The pub was beginning to fill up, so Barry draped his jacket over the back of the chair to claim his place and queued up for another beer. Might try one of those fancy boutique brews they went on about. People were standing round drinking and shouting above the din. The band started up: Van Morrison’s ‘Brown-Eyed Girl’. They wouldn’t be able to give up their day jobs but they sounded a helluva lot better than Angus Porter’s Orchestra back home. Nobody else had sat at his table and he was just beginning to think that he really did stink of chemicals when a bloke came up and asked if the seats were free. Barry nodded, so the bloke sat and gave him a lopsided grin before applying himself to his beer. Kept looking at Barry over the rim. Shifty eyes and a goatee. Skull-like head and slope shoulders. Dressed like a bodgie in a black shirt and white string tie. Next thing, a woman tottered in on high heels and made a beeline for the vacant chair next to Barry. She wasn’t bad looking for someone who must have been past thirty, he reckoned.

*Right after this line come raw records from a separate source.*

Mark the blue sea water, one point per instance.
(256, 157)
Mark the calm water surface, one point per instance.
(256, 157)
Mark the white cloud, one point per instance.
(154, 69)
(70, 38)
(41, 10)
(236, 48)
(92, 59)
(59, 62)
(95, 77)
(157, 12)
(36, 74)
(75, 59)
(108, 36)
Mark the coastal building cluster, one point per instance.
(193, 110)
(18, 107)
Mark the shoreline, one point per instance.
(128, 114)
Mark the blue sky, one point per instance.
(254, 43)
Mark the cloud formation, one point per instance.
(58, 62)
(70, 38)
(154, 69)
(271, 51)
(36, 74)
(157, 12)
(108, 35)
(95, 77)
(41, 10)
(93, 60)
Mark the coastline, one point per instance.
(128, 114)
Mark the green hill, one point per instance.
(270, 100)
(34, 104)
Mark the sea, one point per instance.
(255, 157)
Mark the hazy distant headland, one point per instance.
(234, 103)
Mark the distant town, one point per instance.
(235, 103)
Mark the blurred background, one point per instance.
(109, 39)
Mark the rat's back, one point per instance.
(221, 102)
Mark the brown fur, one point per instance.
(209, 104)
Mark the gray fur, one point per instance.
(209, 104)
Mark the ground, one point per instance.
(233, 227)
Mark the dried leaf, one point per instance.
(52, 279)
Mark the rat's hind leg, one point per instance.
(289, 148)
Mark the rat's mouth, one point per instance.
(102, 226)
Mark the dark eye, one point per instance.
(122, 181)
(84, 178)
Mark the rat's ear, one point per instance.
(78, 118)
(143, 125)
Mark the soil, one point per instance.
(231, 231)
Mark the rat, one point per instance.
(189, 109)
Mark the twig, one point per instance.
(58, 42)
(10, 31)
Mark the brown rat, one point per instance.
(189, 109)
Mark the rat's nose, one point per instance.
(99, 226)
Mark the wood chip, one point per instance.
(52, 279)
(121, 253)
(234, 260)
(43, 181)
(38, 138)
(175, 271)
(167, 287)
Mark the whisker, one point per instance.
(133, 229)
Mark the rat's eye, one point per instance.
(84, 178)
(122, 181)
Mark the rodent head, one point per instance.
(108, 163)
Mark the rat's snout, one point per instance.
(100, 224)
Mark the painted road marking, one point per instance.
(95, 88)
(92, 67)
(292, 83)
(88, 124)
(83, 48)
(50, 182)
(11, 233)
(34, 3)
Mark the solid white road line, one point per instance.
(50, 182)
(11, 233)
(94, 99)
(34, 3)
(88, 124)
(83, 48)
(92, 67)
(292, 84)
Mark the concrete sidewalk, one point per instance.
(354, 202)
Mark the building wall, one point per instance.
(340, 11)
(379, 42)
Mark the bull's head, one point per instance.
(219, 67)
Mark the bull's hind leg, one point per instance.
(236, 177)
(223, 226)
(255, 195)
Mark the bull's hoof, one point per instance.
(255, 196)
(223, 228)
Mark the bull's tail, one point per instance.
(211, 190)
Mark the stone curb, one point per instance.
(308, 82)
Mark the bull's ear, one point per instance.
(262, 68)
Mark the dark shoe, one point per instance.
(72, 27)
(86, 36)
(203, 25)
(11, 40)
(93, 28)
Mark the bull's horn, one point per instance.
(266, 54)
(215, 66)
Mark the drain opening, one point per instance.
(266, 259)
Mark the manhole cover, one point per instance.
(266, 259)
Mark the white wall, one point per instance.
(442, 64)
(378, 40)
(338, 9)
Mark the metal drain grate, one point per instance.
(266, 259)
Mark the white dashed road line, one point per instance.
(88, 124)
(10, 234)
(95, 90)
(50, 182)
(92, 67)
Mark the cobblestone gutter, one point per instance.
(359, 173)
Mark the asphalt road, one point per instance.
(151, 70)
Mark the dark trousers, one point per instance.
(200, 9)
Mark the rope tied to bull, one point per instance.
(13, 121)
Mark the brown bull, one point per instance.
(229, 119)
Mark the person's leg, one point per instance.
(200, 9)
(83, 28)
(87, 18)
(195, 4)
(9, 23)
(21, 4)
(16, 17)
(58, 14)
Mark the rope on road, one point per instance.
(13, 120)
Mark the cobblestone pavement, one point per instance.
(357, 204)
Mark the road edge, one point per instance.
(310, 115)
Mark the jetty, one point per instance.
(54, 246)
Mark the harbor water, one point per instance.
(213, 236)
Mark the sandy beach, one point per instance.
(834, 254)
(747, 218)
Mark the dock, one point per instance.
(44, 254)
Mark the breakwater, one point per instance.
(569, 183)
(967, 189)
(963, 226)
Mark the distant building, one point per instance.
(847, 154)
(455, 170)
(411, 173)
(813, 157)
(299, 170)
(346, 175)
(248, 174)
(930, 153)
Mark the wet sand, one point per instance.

When the band took a break, the woman turned to Barry and smiled. ‘Hey, handsome,’ she purred, producing a $20 note from her purse. ‘I’m Karen. How about getting us a drink? Get one for yourself while you’re at it.’ She pointed to the scrum at the bar and pulled a face. She had big blue eyes and he could smell her perfume. He said sure, so she said she would like a glass of the house white. It took him a while to get to the bar but eventually he came back, making sure nobody bumped into him to spill the drinks. The bodgie and the woman exchanged winks when they saw him coming.

Karen kept looking at her watch and explained that she was supposed to meet her two girlfriends in the pub but they were late. ‘Where ya from?’ she asked, taking a sip of her wine. ‘Haven’t seen you in here before.’ Barry said he was new in town, from up the country: didn’t want to give too much away too soon. The band started up again. Old Stones’ numbers like ‘Honky Tonk Woman’ and ‘Satisfaction’, and Karen chucked off her heels and asked him to dance. He reckoned he was in with a chance even though he couldn’t dance to save himself. Her nose was a bit big but she was pretty enough, with her dark hair in a ponytail and her blue eyes. Big boobs too, he couldn’t help noticing as she shimmied about the dance floor keeping those eyes fixed firmly on his face. When the band stopped for another break, she led him by the hand back to the table and asked him to get more drinks in. The bodgie bloke was still there but he gulped his beer and put his denim jacket on. ‘See youse,’ he growled with a bit of a leer on his face.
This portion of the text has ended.